Lenin Shot: Assassination Attempt Saves the Revolution

Fanny Kaplan pulled a Browning pistol from her handbag and fired three shots at Vladimir Lenin as he walked to his car outside the Hammer and Sickle factory in Moscow on August 30, 1918. Two bullets struck the Bolshevik leader: one passed through his neck, puncturing a lung and lodging near his collarbone; the other embedded in his left shoulder. Lenin survived, but the assassination attempt gave the Soviet government the justification it needed to unleash the Red Terror, a campaign of mass political repression that killed tens of thousands. The attempt came at a desperate moment for the Bolshevik regime. The Russian Civil War was raging on multiple fronts. That same day, Moisei Uritsky, head of the Petrograd Cheka (secret police), was assassinated by a military cadet. Anti-Bolshevik forces, including the White Army, foreign interventionists, and rival socialist factions, threatened the revolution's survival. Kaplan, a member of the Socialist Revolutionary Party, believed Lenin had betrayed the revolution by dissolving the democratically elected Constituent Assembly and establishing one-party rule. Lenin was rushed to the Kremlin, where he refused to leave for hospital treatment, fearing additional assassins. Doctors removed one bullet but left the other near his collarbone, judging surgery too dangerous. Kaplan was arrested immediately and interrogated by the Cheka. She confessed freely, declaring: "I consider him a traitor to the Revolution." She refused to name accomplices. On September 3, she was shot in the back of the head in the Kremlin's garage, and her body was placed in a barrel and burned. The Bolshevik government responded with systematic vengeance.

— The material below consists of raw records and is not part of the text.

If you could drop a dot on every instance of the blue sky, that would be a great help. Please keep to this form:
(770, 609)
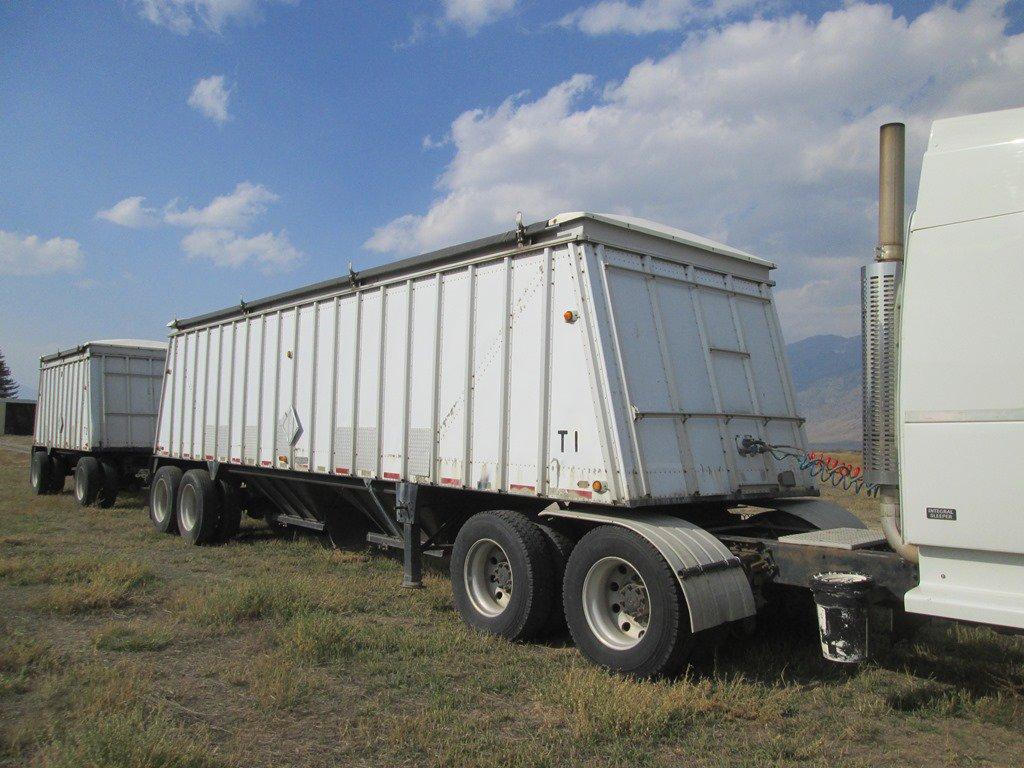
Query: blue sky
(163, 158)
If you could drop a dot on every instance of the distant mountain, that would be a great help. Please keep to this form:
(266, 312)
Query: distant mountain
(826, 376)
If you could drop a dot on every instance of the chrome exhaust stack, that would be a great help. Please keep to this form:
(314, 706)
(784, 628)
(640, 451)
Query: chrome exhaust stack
(880, 333)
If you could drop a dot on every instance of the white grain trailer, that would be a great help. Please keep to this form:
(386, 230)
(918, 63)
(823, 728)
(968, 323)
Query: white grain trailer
(593, 417)
(96, 417)
(577, 367)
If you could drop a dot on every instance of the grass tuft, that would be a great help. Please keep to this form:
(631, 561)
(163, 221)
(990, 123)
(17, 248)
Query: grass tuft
(132, 738)
(20, 657)
(108, 585)
(131, 638)
(317, 638)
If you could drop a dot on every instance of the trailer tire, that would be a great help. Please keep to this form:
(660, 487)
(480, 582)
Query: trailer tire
(110, 483)
(58, 471)
(87, 480)
(559, 549)
(230, 510)
(624, 605)
(40, 469)
(198, 507)
(507, 550)
(164, 499)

The decree "On Red Terror," issued on September 5, authorized mass arrests, concentration camps, and summary executions of class enemies. The Cheka rounded up thousands of former nobles, priests, businessmen, and political opponents across Russia. Exact numbers are debated, but historians estimate between 10,000 and 200,000 were killed during the Red Terror. Lenin recovered physically but never regained full health. The bullets caused chronic pain and may have contributed to the series of strokes that incapacitated him beginning in 1922. He died in January 1924, and the regime born from revolution and hardened by the attempt on his life endured for another 67 years.